Концепчьона была уничтожена и не отвечала.
— Теперь, сеньорита, — прибавил португалец, — если вам угодно довериться мне, то клянусь вам, что я уличу герцога де Шато-Мальи.
Концепчьона не успела ответить Цампе, как вошла ее горничная и сказала Цампе, что его сиятельство ждет его.
— Это ответ моему барину на письмо, которое я принес, — сказал Цампа шепотом молодой девушке. — Мы увидимся, — прибавил он, выходя из комнаты.
— Ну, мой бедный Цампа! — сказал герцог де Салландрера, только что прочитавший принесенное им письмо, — ты служишь теперь у герцога де Шато-Мальи?
— Только временно, ваше сиятельство, потому что вам известно, что я принадлежу вашему сиятельству телом и душой.
— Я сделаю что-нибудь для тебя в память моего бедного дона Хозе, который очень тебя любил.
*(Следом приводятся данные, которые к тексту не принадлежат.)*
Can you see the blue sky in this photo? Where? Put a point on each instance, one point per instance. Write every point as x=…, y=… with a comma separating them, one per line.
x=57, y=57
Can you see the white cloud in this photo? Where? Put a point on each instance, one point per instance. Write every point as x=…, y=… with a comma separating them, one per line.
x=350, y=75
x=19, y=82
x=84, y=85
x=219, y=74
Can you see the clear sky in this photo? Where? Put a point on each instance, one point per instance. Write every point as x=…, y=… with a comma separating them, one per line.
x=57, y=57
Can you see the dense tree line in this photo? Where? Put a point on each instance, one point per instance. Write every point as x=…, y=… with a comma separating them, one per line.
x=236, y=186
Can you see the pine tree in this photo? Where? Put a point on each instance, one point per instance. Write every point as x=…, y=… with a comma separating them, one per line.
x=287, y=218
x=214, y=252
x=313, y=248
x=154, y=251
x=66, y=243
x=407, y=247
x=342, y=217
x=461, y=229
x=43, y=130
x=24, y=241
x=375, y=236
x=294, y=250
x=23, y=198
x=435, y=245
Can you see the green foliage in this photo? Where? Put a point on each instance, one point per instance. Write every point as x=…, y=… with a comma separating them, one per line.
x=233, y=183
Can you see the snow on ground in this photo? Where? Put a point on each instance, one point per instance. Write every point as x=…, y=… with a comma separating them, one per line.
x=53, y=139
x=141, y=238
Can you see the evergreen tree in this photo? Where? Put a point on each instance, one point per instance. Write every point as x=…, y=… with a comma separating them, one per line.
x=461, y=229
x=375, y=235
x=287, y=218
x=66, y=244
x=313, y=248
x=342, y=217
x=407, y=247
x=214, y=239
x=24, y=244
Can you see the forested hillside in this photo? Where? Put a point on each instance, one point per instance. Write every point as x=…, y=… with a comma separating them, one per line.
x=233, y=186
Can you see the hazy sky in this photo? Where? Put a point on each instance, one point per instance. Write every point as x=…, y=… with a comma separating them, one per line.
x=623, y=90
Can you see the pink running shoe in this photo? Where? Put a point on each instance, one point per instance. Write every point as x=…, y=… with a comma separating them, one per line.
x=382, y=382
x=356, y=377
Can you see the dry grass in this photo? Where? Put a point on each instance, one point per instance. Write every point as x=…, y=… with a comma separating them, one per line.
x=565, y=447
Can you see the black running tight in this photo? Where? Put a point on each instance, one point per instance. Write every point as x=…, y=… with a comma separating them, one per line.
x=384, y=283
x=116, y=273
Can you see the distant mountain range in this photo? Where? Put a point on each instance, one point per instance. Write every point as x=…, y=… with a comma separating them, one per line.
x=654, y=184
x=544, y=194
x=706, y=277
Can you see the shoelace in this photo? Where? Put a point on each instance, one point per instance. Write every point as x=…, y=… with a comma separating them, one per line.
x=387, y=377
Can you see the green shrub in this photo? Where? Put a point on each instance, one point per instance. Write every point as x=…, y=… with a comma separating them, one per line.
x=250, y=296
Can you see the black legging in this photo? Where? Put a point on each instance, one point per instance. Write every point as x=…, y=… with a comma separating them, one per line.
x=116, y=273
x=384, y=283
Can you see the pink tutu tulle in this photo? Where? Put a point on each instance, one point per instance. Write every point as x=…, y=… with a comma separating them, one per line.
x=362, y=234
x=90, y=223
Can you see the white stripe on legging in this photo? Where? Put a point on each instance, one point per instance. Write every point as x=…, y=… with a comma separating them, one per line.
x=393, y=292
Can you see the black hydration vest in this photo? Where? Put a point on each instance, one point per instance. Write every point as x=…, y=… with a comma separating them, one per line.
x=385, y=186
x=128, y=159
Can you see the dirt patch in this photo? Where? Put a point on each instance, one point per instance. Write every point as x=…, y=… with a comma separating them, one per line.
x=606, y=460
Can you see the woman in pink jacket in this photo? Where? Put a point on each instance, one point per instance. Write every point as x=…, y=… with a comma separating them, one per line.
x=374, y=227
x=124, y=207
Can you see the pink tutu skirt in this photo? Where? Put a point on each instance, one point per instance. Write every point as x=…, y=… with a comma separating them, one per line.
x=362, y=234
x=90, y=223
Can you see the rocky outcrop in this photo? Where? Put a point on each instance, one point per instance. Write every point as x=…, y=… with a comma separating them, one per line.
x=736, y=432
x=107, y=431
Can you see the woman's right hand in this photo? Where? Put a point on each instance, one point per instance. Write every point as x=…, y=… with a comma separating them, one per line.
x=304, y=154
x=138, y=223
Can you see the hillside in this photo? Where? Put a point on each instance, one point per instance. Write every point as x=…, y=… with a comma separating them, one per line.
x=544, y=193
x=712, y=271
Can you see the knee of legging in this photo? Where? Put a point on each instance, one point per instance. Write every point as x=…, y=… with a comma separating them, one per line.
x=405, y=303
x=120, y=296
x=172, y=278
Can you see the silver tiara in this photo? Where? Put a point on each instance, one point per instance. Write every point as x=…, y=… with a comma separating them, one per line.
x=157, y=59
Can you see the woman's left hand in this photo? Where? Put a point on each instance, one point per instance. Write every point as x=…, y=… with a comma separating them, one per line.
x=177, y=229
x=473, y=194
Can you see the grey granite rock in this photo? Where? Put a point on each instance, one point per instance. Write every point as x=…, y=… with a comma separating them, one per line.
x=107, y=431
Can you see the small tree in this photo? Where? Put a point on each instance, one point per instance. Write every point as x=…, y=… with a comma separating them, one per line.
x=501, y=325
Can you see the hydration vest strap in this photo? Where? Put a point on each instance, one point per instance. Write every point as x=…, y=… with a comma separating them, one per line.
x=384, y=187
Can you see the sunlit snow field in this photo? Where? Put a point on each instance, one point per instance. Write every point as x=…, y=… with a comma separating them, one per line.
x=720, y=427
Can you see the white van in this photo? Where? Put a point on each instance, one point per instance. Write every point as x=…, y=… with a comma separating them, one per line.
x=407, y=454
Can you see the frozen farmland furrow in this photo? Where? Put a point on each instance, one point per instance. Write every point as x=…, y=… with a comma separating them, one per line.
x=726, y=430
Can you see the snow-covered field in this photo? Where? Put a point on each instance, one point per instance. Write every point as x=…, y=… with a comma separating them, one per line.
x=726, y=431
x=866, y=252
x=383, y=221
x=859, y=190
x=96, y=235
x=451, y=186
Цампа приложил руку к глазам и отер воображаемую слезу.
— Но, — продолжал герцог, — черт меня побери, если я понимаю хоть одно слово из письма твоего нового господина. Впрочем, вот отнеси ему этот ответ.
Цампа взял записку герцога и побежал в Сюренскую улицу, где ждал его Рокамболь, который распечатал письмо тем же самым способом и прочитал следующее:
«Герцог, я не получал никакого письма от графини Артовой, если она писала мне, то, по всей вероятности, письмо пришло в Салландреру после моего отъезда, и его пришлют мне в Париж. Не знаю, на каких родственников намекаете вы, и буду очень рад, если вы объясните мне это. Жду вас к себе.
Ваш герцог де Салландрера».
Рокамболь запечатал опять письмо и, подумав с минуту, сказал Цампе:
— Твой барин одет?
— Они были в халате, когда я пошел.
— Куда кладет он ключи от бюро и от шкатулки?
— Всегда в карман, если он выезжает, и на камин в кабинете, когда одевается.
— Так, слушай меня.
— Слушаю-с.
— Из двух одно: или герцог поспешит в отель Салландрера и не вспомнит о знаменитой рукописи своего родственника, или же захочет взять ее с собой для полного удостоверения.
— Может быть.
— В таком случае спрячь ключи. Он поищет их, не найдет и отправится без рукописи.
— Хорошо. А потом?
— Когда он уедет, уничтожь рукопись.
— Каким образом?
— Сожги ее или, вернее сказать, сожги шкатулку, бумаги.
— И банковые билеты?
— О, добродетельный болван! Можешь смело положить их в карман. Разве пепел всех бумаг не одинакового цвета?
— Я тоже так думаю.
— Брось шкатулку в огонь.
— Понимаю. Вполне понимаю.
Герцог де Шато-Мальи, закутавшись в халат, шагал по кабинету, ожидая с невыразимым нетерпением возвращения Цампы.
Наконец, Цампа пришел с ответом. Герцог принялся читать записку, а Цампа между тем спрятал в рукав связку ключей, делая вид, что прибирает в комнате.
Но герцог не вспомнил ни о шкатулке, ни о ключах.
— Давай скорее одеваться, — сказал он Цампе, — и вели закладывать лошадей.
Через четверть часа после этого герцог де Шато-Мальи уехал в Вавилонскую улицу в отель Салландрера.
После его отъезда Цампа отпер шкатулку, взял из нее знаменитую рукопись, бросил ее в камин и затем, положив в карман около дюжины банковых билетов, бросил всю шкатулку в огонь. Окончив все это, он прехладнокровно поджег спичкой бумаги на столе и под столом и, заперев дверь кабинета, вышел из него.